城北曾经有一首顺口溜,其中写到九份村的一句是“九份卖糖收破碎”。这里的“糖”即麦芽糖,是用糖饧(此字方言读为引)做的,通常放在一个糖担上,外面包着粽箬,剥开一角,露出里面的白糖(在温岭方言中,“白糖”的读音与作为糖霜的“白糖”音相异)。记者便向吴根友问起以前卖糖的情况。

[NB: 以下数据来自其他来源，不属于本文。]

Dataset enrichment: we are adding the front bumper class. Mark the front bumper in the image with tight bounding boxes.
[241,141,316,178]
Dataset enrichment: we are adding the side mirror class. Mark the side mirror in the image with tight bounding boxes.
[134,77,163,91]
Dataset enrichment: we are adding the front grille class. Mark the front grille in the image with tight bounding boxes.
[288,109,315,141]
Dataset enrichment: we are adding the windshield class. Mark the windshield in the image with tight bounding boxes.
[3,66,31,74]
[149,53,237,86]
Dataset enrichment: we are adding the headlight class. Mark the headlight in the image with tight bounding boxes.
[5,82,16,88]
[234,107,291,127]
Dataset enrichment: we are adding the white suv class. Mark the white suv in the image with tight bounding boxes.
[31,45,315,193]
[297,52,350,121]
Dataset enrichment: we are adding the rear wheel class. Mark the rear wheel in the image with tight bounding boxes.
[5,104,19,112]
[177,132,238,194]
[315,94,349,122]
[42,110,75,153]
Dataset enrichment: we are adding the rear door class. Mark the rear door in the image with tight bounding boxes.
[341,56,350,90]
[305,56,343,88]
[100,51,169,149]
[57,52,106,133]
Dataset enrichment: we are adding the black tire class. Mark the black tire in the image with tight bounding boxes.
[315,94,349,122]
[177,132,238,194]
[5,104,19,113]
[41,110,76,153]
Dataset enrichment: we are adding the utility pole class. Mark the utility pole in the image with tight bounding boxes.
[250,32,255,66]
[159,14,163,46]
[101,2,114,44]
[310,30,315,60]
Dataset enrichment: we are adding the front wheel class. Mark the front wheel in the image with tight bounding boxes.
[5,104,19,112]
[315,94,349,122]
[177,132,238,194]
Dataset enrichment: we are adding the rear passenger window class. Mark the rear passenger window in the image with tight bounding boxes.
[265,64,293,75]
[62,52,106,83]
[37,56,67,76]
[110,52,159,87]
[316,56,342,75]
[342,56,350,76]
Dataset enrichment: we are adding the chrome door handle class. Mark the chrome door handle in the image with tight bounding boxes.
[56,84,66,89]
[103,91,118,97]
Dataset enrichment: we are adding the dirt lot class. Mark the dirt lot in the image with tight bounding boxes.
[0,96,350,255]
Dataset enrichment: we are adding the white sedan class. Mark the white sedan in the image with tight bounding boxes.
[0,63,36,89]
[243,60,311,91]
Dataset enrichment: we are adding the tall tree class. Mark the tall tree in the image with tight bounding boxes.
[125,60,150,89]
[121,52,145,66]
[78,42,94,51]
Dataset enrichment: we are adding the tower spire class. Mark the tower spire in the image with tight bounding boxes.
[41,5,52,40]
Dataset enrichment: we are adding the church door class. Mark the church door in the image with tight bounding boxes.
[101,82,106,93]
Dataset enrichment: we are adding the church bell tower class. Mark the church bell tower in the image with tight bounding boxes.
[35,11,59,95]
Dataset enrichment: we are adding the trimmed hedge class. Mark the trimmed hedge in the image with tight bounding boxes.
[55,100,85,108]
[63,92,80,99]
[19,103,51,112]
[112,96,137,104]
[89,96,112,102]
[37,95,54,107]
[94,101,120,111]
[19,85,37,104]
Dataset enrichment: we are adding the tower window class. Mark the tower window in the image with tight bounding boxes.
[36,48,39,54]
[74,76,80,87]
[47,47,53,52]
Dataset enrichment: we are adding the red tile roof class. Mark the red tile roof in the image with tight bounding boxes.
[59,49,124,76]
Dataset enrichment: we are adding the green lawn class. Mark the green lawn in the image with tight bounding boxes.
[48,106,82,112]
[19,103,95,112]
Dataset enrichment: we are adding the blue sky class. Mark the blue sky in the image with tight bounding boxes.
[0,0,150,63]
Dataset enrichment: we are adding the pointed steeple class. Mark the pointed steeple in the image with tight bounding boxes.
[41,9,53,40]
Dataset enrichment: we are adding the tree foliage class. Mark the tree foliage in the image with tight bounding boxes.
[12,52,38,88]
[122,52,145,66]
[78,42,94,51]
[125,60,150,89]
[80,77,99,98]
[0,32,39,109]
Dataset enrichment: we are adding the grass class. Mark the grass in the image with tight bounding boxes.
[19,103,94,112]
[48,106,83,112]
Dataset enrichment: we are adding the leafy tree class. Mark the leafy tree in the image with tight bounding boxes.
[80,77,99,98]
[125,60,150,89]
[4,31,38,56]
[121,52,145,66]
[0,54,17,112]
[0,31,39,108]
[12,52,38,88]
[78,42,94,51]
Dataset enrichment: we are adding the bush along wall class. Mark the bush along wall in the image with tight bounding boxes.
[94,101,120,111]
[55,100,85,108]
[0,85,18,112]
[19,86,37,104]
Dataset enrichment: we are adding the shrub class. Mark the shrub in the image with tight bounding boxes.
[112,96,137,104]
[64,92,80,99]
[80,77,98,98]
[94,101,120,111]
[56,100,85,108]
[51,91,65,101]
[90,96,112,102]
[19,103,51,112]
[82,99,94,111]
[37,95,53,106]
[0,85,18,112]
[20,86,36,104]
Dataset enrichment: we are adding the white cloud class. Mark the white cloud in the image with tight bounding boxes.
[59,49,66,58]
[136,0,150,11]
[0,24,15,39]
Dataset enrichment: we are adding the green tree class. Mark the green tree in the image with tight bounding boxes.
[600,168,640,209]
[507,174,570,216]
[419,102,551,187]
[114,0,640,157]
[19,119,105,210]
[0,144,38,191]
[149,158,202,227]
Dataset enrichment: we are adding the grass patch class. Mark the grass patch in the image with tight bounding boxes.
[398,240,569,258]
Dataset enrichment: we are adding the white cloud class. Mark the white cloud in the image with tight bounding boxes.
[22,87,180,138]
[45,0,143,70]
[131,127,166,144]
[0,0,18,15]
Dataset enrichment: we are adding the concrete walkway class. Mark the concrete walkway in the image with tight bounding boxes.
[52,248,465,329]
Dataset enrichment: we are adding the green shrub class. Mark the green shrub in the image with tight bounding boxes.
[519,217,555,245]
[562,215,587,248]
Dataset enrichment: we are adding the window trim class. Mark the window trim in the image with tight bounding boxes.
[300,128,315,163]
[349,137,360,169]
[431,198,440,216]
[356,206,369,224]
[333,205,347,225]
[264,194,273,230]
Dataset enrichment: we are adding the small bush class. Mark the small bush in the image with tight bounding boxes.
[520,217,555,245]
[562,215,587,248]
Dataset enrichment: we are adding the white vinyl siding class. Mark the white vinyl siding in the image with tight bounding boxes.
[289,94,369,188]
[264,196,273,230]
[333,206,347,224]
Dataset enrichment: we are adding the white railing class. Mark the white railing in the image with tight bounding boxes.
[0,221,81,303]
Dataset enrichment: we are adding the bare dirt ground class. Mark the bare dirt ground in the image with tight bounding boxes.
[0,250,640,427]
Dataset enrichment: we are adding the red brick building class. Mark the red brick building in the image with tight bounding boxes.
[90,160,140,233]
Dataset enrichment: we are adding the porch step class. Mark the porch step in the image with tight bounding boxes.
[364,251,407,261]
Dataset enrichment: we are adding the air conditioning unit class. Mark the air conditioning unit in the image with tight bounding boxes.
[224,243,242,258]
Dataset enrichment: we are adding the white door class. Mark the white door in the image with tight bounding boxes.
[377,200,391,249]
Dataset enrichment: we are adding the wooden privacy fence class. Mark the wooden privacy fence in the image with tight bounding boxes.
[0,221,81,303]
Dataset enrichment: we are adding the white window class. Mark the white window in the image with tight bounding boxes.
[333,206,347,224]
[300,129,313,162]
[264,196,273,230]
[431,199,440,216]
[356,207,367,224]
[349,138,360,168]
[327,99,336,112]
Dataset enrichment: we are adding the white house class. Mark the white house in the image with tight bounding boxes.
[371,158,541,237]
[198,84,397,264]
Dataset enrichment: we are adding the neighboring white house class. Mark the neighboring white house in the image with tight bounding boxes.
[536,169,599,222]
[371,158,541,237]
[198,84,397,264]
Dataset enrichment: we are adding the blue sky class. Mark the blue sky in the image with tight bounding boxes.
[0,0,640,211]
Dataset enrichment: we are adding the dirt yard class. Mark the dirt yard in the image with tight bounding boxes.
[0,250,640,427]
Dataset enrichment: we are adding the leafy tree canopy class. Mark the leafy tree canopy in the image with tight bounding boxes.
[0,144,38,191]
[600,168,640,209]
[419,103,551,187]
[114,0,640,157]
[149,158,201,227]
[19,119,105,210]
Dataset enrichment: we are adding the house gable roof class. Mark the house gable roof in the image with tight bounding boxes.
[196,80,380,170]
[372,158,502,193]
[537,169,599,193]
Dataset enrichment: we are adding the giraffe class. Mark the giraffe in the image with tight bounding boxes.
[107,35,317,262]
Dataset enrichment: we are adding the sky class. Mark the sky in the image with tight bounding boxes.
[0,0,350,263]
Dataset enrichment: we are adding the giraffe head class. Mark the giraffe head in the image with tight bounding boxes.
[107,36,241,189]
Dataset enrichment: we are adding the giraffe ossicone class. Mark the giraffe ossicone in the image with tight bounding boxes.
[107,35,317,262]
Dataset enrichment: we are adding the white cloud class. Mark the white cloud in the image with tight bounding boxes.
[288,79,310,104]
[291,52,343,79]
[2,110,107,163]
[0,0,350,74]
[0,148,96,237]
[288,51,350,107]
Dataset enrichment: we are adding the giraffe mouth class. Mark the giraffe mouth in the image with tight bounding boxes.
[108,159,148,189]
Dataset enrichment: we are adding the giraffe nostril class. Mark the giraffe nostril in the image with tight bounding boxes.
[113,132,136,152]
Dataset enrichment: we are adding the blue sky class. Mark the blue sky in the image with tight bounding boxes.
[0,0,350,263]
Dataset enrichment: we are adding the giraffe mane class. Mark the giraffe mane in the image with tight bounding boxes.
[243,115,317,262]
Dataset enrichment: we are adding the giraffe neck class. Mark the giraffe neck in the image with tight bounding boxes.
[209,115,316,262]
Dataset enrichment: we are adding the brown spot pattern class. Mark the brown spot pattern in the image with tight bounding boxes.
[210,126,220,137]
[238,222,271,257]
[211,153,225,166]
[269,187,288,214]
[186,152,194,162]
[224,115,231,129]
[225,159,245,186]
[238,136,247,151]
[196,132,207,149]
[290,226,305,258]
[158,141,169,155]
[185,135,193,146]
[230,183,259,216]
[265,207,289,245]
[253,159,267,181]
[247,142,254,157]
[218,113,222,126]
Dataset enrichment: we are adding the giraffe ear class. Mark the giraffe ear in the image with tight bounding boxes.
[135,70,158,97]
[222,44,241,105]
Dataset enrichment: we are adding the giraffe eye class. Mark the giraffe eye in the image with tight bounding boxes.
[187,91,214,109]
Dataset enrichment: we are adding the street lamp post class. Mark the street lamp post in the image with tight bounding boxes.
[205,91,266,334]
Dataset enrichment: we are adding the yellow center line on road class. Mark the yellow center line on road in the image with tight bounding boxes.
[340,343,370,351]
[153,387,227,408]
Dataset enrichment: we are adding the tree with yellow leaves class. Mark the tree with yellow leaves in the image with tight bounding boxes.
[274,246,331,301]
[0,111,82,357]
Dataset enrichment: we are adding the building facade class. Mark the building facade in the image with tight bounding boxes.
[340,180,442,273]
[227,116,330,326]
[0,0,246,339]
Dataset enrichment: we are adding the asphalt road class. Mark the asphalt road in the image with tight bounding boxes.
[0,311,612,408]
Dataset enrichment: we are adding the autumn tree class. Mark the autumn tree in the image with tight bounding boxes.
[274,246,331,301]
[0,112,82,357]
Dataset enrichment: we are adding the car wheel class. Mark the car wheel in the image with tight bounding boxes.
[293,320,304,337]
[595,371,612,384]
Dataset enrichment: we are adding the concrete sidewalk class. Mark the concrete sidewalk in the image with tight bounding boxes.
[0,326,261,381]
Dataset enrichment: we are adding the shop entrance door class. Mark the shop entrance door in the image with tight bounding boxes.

巧合的是,吴根友从14岁到21岁就卖过白糖。记者问他,卖糖的人是否各个姓氏都有,他说是的。这时边上一村民笑着说“卖糖旋小鬼(骗小孩)”,这村民还要考考吴根友:“你知道‘荦荦鼓’(记音,即拨浪鼓)又叫什么?”“必落楼。”“敲糖的两片铁片叫什么?”“娘打儿。”吴根友是卖糖出身,这简单的提问自然难不倒他。拨浪鼓一拨,在楼上的姑娘听见了必定会下楼,故也称“必落楼”;“娘打儿”则是因为敲糖时,两片铁片中的一片戳在要剥离的糖块边沿,另一片则击打这片。
“鞋爿、牙膏壳、猪骨头、鳖壳、鸭毛、鸡胗皮(鸡内金)、废铜烂铁有得卖伐?”过去在乡村里,常可听到卖糖客发出类似的声音。吴根友说,他记得头发两元一斤,鸡胗皮五元一斤,鳖壳一元多一斤,猪骨头两角多一斤。
吴根友记忆中的猪骨头,主要是从城里换来的,因为那个时候,村里能吃上猪大骨的人家并不多。“猪肉六角五分一斤,更早的时候,肉价是四角几一斤。记得我家养了一头猪,整头猪只卖了四十几块钱。”他说,现在正是收猪骨头的季节,因为现在还没有开始种花草(紫云英),烧猪骨灰就是在这个季节,总要去几趟县城,几斤几斤地积累起来,卖给农民烧骨灰用。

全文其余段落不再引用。